Balance. Writing is about balancing things. Work life, home life, writing life. Though I am starting to balance them out better. I’m actually promoting more and trying to write more– the dog liked it more when I was struggling to write. It meant more time for him. It meant more time on the bed and walking. Though the walking part is increasing again (I’m now actually using a recorder to help with my writing), he hates that I’m on the computer about 2-3 hours almost every day. When I come home to work on a chat night– he is even more miserable– because I ignore him more– not intentionally— but because I’m focused on my task– short increments of posting about my books, my foodie interests and about what other things are going on– including about my puppy, but he doesn’t care– he’s not actively involved. What is funny is that I’m considering buying him a special chair so he can sit next to me at my level so he can be at my side so I can stop him from the nudges and the heavy sighs so I can focus more on what I need to do.
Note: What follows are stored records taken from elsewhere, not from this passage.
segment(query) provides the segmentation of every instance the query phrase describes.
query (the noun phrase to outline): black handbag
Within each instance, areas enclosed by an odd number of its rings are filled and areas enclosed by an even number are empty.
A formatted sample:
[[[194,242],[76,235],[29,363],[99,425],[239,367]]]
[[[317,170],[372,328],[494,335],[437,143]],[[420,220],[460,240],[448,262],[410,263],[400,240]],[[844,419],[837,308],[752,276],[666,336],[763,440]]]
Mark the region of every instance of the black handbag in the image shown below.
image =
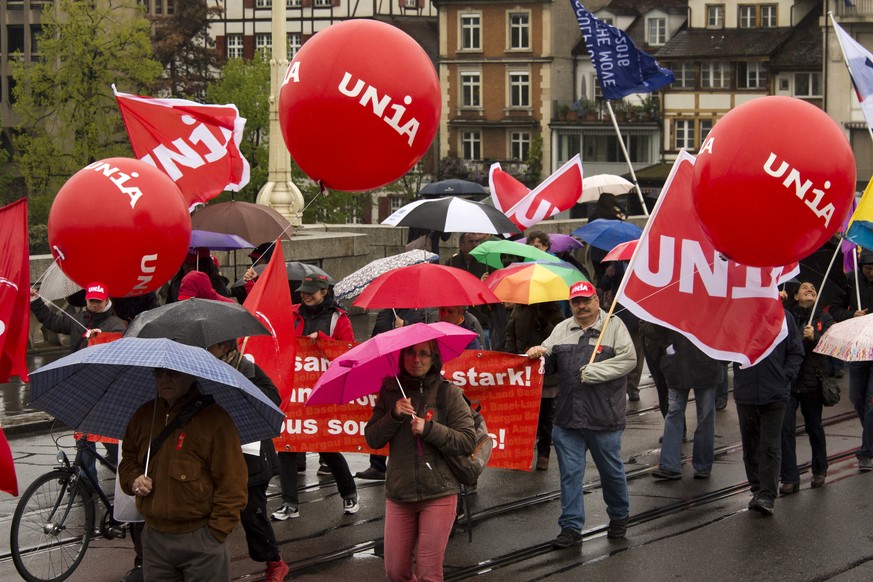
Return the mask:
[[[821,399],[825,406],[835,406],[840,402],[840,387],[824,376],[821,378]]]

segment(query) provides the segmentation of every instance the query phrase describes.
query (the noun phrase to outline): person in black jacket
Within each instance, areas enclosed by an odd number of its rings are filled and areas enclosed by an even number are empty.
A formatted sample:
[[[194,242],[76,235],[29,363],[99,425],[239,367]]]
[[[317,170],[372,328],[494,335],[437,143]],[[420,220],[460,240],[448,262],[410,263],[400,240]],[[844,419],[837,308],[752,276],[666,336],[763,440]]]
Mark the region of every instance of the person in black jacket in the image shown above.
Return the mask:
[[[564,321],[564,314],[557,302],[548,301],[532,305],[516,305],[509,315],[506,326],[506,351],[524,354],[542,344],[555,326]],[[558,395],[558,377],[551,374],[543,378],[540,398],[540,414],[537,418],[537,471],[549,469],[552,450],[552,423],[555,419],[555,397]]]
[[[845,304],[831,304],[835,321],[863,317],[873,307],[873,251],[864,249],[858,257],[858,271],[849,276],[848,308]],[[855,280],[857,279],[857,293]],[[873,362],[849,362],[849,400],[861,421],[861,447],[858,469],[873,471]]]
[[[791,384],[788,409],[782,422],[782,468],[779,472],[782,486],[779,487],[779,492],[783,495],[797,493],[800,490],[800,472],[797,469],[794,436],[798,406],[803,414],[803,423],[809,436],[809,447],[812,449],[812,487],[824,486],[828,474],[827,440],[824,427],[821,425],[823,405],[821,385],[827,368],[827,356],[817,354],[813,349],[822,334],[833,325],[834,320],[829,313],[820,310],[810,317],[817,296],[815,284],[805,281],[794,294],[794,305],[790,308],[797,328],[802,330],[805,355],[800,375]]]
[[[252,384],[270,401],[279,406],[279,390],[270,377],[254,362],[243,357],[237,349],[236,340],[220,342],[207,348],[209,352],[230,364],[251,380]],[[279,556],[276,534],[267,517],[267,485],[278,470],[279,458],[270,439],[243,444],[243,457],[249,470],[248,503],[240,513],[240,523],[246,532],[249,557],[256,562],[266,562],[265,582],[279,582],[288,574],[288,565]]]
[[[785,314],[788,335],[754,366],[734,363],[734,402],[743,440],[743,464],[752,489],[749,509],[772,515],[779,483],[782,417],[791,382],[803,364],[797,324]]]
[[[685,407],[688,393],[694,390],[697,427],[691,465],[695,479],[709,479],[715,459],[715,392],[721,378],[721,363],[704,354],[681,333],[656,327],[659,341],[665,346],[661,371],[667,381],[670,405],[664,418],[664,436],[655,479],[682,478],[682,441],[685,434]]]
What problems do you have with balancing in your writing life? What things seem to take more priority than others? Research? Editing? Promoting? For one week– try it the other way around. That’s right– whatever is the least becomes the most. What you discover during that week is that you put last the things you find the hardest to do and what you don’t like. By doing them the most, you find they become less of a nuisance and that you don’t mind them as much. They’re less difficult as well. You stil might not like them, but they’re not the big monster in the room anymore. It’s what I’ve discovered with trying to write again. My focus still sucks, but by dictating and then editing, I can do more than I used to do. It’s still a chore, but it’s better than it was before. It’s still a learning curve, but I’m regaining ground I had lost four years ago. It makes a difference in the long run when there’s a balance in your life.